The composite facelift is a well-described technique for comprehensive facial rejuvenation that includes tissue repositioning of every part of the ageing face. The most distinct characteristic separating this from all other facelifts is the movement of the cheek and malar tissues in a superior–medial vector instead of a superior–lateral vector and arcus marginalis release and septal reset, in which the orbital septum is sutured over the orbital rim.

The aim of the composite facelift is to reverse the normal course of ageing, which includes the skeletonisation of the periorbital area as the soft tissue changes lead to the appearance of the underlying bony anatomy. The soft tissue contour of the lower eyelid becomes concave, and an ‘eye socket’ slowly develops. The vertical height of the lower eyelid elongates, and the eyelid–cheek junction becomes clearly defined. The composite facelift, with its arcus marginalis release and septal reset, attempts to re-establish the youthful appearance of the lower eyelid–cheek junction, creating a convex lower eyelid contour.

The composite facelift technique has evolved in a well-documented fashion over 25 years of performing the Skoog facelift. This was followed by a modification in 1978, ‘The Tri-Plane Facelift’, which added a preplatysmal cervical dissection separating the preplatysmal fat from the lower face.

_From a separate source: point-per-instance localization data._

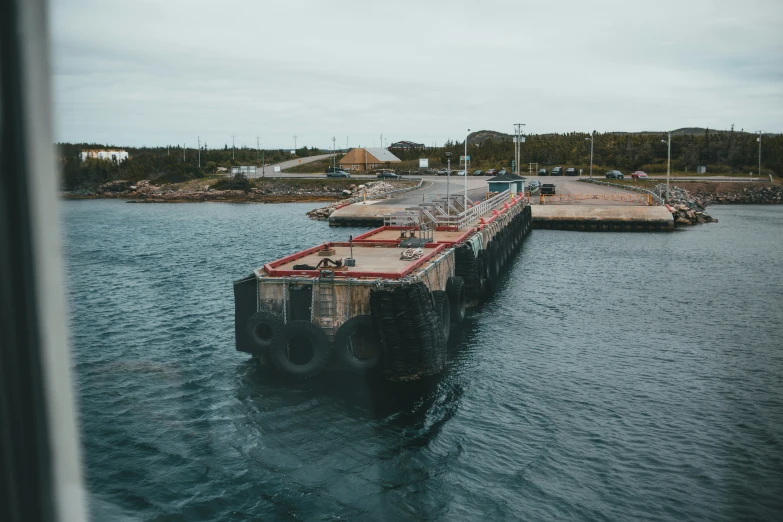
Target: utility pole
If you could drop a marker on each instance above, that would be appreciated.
(518, 147)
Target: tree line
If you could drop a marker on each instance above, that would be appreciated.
(721, 152)
(171, 164)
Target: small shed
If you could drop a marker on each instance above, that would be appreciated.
(512, 182)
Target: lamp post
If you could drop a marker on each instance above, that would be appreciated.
(591, 138)
(759, 140)
(668, 163)
(465, 200)
(448, 176)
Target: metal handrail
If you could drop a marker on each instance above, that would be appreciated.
(475, 212)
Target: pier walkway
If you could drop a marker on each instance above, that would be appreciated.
(576, 206)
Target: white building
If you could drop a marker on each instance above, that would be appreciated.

Postoperative care is much the same as that for any facelift operation, except that more care is needed for the eyes owing to the fibrosis and healing of the periorbital area, which results from the surgical attachment of the orbicularis to the periosteum of the lateral orbit. This causes tightness and thickening of the eyelids that prevent adequate closure for a number of weeks.

The composite facelift includes periorbital rejuvenation requiring a superior–medial facelift vector that uses a zygo-orbicular flap for orbicularis repositioning coupled with a septal reset. It creates a harmonious rejuvenation in primary facelift, rhytidectomy, and can return harmony to faces distorted by previous facelifts9.